Re: [scintilla] Parallel layout

Neil Hodgson

unread,

Feb 2, 2022, 3:53:42 AM2/2/22

to Scintilla mailing list, scite-i...@googlegroups.com

Me:

I wrote a proposal to multithread layout along with an implementing patch on SourceForge. This achieves a better than 4x speed up for wide lines on a 4 core 8 thread processor with Windows 10 and DirectWrite.

https://sourceforge.net/p/scintilla/feature-requests/1427/

The parallel layout feature has been committed. The application has to ask for it with the SCI_SETLAYOUTTHREADS(int threads) API as the default is single threaded. The number of threads is capped by the hardware concurrency of the CPU = number of cores, doubled if hyper-threaded.

Sometimes it is faster to use fewer than the maximum number of threads but this is mostly in cases which are very fast anyway, such as when the file is (almost) all ASCII and the ASCII Monospace feature is active.

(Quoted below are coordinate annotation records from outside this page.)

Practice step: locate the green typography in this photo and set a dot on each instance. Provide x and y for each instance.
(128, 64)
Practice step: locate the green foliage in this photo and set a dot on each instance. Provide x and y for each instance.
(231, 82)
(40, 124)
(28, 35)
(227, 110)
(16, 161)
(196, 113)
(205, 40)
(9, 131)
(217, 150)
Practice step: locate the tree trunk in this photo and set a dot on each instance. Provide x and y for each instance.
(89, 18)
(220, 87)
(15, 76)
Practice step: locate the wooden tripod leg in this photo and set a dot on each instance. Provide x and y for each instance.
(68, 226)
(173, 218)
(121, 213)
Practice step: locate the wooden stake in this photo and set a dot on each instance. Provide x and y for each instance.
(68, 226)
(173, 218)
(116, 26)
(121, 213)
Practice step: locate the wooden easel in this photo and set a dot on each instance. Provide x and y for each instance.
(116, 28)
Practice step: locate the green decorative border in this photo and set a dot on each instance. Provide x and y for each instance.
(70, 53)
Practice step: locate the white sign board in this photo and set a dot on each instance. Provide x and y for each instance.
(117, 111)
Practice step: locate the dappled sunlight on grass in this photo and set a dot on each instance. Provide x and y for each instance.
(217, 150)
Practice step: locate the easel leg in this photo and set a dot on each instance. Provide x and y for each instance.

It is available on macOS, Win32 when using DirectWrite, and GTK (except on Win32 and macOS). The Pango library used for text by GTK is not supposed to be thread-safe on Win32. Enabling threaded layout is determined with the SC_SUPPORTS_THREAD_SAFE_MEASURE_WIDTHS support flag which can also be checked by the application (SCI_SUPPORTSFEATURE). Other platform layers should return true for SC_SUPPORTS_THREAD_SAFE_MEASURE_WIDTHS when their implementations of MeasureWidths and MeasureWidthsUTF8 are reentrant and thread-safe. There was minimal performance impact making macOS and DirectWrite thread-safe but there is a small (maybe 5%) cost on GTK due to recreating more state on each call.

Qt is a complex case as it is layered over various graphics APIs that may or may not be thread-safe.

SciTE has a threads.layout property which defaults to 16 which should be maximum concurrency on most machines.

Threaded layout will commonly use less energy than single threaded as the computer 'races to sleep’ but there are rare scenarios where more energy could be used.

https://en.wikichip.org/wiki/race-to-sleep

The current implementation works on very wide lines only. One future area of investigation is how to use threading for narrow (<150 byte) lines that are normal in source code, perhaps by processing lines on separate threads.

At this point, its most important to find any problems particularly on older and less common setups. Additional checks can be added to disable threading when it could fail.

Only tested on moderately parallel systems (4 cores, with and without hyper threading) so it will be interesting to see how it handles wider CPUs. There are some changes to locking that could be tried if benefits drop off with more parallelism.

The committed changes can be examined either in the repositories

hg clone http://hg.code.sf.net/p/scintilla/code scintilla
hg clone http://hg.code.sf.net/p/scintilla/scite
or from
https://www.scintilla.org/scite.zip Source
https://www.scintilla.org/wscite.zip Windows executable (64-bit)

Neil

Mitchell

unread,

Feb 2, 2022, 1:28:51 PM2/2/22

to scite-i...@googlegroups.com

Hi Neil,

On Wed, 2 Feb 2022 19:53:37 +1100
"'Neil Hodgson' via scite-interest" <scite-i...@googlegroups.com> wrote:

> Me:
>
> > I wrote a proposal to multithread layout along with an implementing patch on SourceForge. This achieves a better than 4x speed up for wide lines on a 4 core 8 thread processor with Windows 10 and DirectWrite.
> >
> > https://sourceforge.net/p/scintilla/feature-requests/1427/
>
> The parallel layout feature has been committed. The application has to ask for it with the SCI_SETLAYOUTTHREADS(int threads) API as the default is single threaded. The number of threads is capped by the hardware concurrency of the CPU = number of cores, doubled if hyper-threaded.
>
> Sometimes it is faster to use fewer than the maximum number of threads but this is mostly in cases which are very fast anyway, such as when the file is (almost) all ASCII and the ASCII Monospace feature is active.
>
> It is available on macOS, Win32 when using DirectWrite, and GTK (except on Win32 and macOS). The Pango library used for text by GTK is not supposed to be thread-safe on Win32.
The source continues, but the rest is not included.